Episode 4 : Renaissance

Tout (re)commence avec Kevin Williamson, jeune scénariste, alors au chômage. Il se rappelle ses bonnes années d’adolescence à regarder des slashers avec ses potes. Il en fait un scénario hommage où sont cités la plupart des grandes œuvres du genre : ce sera le point de départ de Scream de Wes Craven (1996). Il va écrire un scénario naviguant entre références et clins d’œil aux films qui ont marqués le genre :

- Le principe du harcèlement téléphonique est repris des films Black Christmas et Terreur sur la ligne.

- Drew Barrimore, le seule actrice connue du film, est tuée pour s’être trompée à un quizz sur les slashers. Sa participation au film relancera d’ailleurs sa carrière un peu en berne dans les années 90 avec le passage à l’âge adulte.

- A la fin de la séquence d’ouverture, le père de Casey Becker (Drew Barrimore) dira à sa femme d’aller chez les Mackenzie, réplique directement emprunté d’Halloween, où Laurie le disait aux enfants qu’elle gardait lors de la scène finale. Par ailleurs, détail amusant dans Halloween : 20 ans plus tard sorti en 1998, Laurie enverra son fils chez les Becker.

- Le film Halloween est d’ailleurs visionné par les étudiants lors de la fête.

La mise en scène nerveuse, les cadrages audacieux, un meurtre particulièrement atroce et sanglant ainsi qu’une musique oppressante font de la scène d’ouverture de Scream une des meilleures jamais vue. Le slasher est bel et bien de retour et frappe fort. Parfois parodique, citant les clichés du genre pour mieux les contourner, le film est assez malin et sanglant pour rester aussi un véritable slasher dont le final est d’une brutalité et d’une méchanceté rare. Les tueurs n’ont pas de mobile. Ils ne sont guidés que par l’envie de tuer inspirée par la violence des films d’horreurs. Le film dénonçant ici l’évolution du slasher qui a trop se concentrer sur les morts spectaculaires et trashs oublie d’avoir un scénario.

Scream fera scandale et deviendra un film culte au succès phénoménal. La barre des 100 Millions de dollars était pour la première fois atteinte par un film d’horreur. Ce qui va faire renaître le genre pour le meilleur mais aussi pour le pire. Ahhh, l’appât du gain ! Scream devient immédiatement une nouvelle franchise et Williamson, son scénariste, le nouveau chouchou des producteurs hollywoodiens. La même année Souviens toi l’été dernier sera tiré d’un de ses scénarii, un slasher à l’ancienne avec un Boogeyman pêcheur qui malgré tout fonctionne plutôt bien, mais souffrira de la comparaison avec Scream.

Scream 2  en 1998 fait revenir toute la bande, et réussit le pari de na pas détériorer l’original tout en gardant le même esprit.

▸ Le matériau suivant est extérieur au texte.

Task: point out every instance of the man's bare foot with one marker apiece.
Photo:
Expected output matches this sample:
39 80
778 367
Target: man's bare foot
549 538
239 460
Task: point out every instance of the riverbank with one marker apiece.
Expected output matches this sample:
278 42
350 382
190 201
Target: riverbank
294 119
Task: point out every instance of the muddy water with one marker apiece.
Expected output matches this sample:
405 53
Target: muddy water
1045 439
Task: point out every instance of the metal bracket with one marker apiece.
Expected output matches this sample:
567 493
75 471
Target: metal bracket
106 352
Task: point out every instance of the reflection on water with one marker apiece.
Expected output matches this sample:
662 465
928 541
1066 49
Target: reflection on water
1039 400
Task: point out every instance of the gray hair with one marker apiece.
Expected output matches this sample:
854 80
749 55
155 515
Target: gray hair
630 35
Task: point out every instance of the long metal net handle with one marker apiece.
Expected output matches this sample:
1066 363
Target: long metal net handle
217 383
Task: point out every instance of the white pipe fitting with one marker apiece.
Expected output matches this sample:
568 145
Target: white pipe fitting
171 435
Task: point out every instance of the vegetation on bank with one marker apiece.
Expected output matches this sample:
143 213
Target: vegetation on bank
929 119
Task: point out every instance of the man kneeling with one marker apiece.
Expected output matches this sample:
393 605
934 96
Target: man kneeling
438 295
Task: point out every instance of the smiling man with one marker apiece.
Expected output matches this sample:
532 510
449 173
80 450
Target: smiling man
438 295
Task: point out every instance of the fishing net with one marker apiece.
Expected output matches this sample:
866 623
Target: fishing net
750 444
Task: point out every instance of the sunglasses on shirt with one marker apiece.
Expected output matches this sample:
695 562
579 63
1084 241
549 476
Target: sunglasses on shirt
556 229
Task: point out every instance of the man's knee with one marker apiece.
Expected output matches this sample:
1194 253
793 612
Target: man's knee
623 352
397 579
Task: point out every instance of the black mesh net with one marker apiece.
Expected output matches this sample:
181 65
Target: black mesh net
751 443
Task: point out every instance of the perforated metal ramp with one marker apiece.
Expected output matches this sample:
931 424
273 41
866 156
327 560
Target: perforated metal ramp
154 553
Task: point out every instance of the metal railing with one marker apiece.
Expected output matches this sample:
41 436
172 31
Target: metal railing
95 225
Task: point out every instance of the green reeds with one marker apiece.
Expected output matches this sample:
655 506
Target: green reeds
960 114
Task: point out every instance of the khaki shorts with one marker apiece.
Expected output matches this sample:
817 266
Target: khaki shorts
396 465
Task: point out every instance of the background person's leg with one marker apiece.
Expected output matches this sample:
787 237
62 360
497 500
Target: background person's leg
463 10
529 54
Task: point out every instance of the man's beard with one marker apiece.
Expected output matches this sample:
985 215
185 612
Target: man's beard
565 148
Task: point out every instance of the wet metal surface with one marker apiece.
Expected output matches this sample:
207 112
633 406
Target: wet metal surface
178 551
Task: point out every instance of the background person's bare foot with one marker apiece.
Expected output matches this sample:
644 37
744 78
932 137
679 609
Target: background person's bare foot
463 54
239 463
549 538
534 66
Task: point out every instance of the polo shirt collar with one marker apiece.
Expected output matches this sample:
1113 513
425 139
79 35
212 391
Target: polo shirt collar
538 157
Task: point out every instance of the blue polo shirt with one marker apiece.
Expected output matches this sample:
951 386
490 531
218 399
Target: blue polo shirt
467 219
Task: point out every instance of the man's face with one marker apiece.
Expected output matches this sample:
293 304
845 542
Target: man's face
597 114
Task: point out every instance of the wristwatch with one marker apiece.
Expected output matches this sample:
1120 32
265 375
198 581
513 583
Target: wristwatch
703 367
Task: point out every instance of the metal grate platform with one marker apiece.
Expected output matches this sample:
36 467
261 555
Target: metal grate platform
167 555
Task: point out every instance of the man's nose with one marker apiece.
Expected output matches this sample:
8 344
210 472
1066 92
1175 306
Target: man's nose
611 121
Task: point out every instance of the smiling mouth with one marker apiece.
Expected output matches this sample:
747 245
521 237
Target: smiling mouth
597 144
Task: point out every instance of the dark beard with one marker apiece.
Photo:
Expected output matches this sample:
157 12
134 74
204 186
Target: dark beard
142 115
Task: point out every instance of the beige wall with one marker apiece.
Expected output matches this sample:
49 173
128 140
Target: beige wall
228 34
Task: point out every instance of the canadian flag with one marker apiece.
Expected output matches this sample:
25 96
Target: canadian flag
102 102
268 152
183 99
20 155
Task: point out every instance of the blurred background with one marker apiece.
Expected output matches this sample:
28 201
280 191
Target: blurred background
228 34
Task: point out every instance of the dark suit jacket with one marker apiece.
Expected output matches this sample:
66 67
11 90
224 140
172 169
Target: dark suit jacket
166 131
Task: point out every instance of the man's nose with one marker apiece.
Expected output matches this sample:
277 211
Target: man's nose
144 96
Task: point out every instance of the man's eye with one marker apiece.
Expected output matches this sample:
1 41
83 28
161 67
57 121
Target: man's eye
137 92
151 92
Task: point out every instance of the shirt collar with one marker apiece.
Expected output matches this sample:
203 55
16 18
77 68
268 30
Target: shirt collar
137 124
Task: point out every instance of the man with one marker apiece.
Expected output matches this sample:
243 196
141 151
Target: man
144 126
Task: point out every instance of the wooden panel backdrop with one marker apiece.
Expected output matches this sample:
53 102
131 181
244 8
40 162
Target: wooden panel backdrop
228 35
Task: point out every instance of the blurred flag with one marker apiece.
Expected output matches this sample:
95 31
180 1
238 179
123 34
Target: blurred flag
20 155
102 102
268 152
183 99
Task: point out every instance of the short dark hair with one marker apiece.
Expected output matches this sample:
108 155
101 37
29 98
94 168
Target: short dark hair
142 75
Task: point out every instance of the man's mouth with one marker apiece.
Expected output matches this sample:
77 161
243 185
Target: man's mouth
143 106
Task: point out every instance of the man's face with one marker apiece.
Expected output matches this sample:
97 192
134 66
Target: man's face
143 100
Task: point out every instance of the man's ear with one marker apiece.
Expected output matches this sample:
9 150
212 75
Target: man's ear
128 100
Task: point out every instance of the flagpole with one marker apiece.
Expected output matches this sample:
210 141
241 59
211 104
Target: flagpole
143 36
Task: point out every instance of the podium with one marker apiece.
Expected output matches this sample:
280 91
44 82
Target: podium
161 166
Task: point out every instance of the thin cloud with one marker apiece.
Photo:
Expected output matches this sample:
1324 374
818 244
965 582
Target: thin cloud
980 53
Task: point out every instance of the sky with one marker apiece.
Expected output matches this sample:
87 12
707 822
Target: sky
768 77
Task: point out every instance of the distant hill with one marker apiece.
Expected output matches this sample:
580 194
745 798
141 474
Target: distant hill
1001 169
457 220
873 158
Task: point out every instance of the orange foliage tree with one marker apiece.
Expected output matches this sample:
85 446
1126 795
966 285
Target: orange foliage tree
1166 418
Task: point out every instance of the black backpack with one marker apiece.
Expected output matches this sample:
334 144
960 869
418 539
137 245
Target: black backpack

Le scénario changea maintes fois durant le tournage pour éviter les fuites, il en résulte un film différent de ce qu’il aurait du être. Dans la foulée, sort Souviens toi l’été dernier 2 qui réussit le pari d’être aussi mauvais qu’inutile malgré la présence du casting de l’original mais sans Williamson au scénario. Il ne participera pas non plus au dernier opus de la trilogie Scream, ce qui donnera à la trilogie un goût d’inachevé avec un Scream 3 bien en deçà des deux autres, malgré une mise en abîme du film encore plus poussée mais restant bien en dessous de la réflexion engagée sur Freddy sort de la nuit du même Craven.

De son côté, Williamson s’attèle à la dure tache de faire renaître la série Halloween avec Halloween : 20 ans plus tard de Steve Miner (1998). C’est le grand retour de Laurie Strode, incarnée par Jamie Lee Curtis, qui avait disparue de la série depuis le deuxième épisode, face à Michael Myers toujours aussi impavide. Le film est la suite du deuxième épisode prenant place 20 ans après les événements de celui-ci oubliant les épisodes 4, 5 et 6. Le film multiplie les clins d’œil, que ce soit à l’œuvre de Williamson, avec des références à Scream, mais aussi à celle de Carpenter, ainsi qu’à Vendredi 13. Le docteur Loomis ne sera malheureusement pas de la partie, Donald Pleasance étant mort en 1995, le film lui sera d’ailleurs dédié. Le film renoue avec le succès de la série offrant un épisode solide avec un personnage central très développé, ce qui est une exception dans les slashers qui font la part belle aux meurtres sans se soucier de la psychologie de leurs personnages. Ici, les personnages sont fouillés et les meurtres restent parmi les meilleurs de la série.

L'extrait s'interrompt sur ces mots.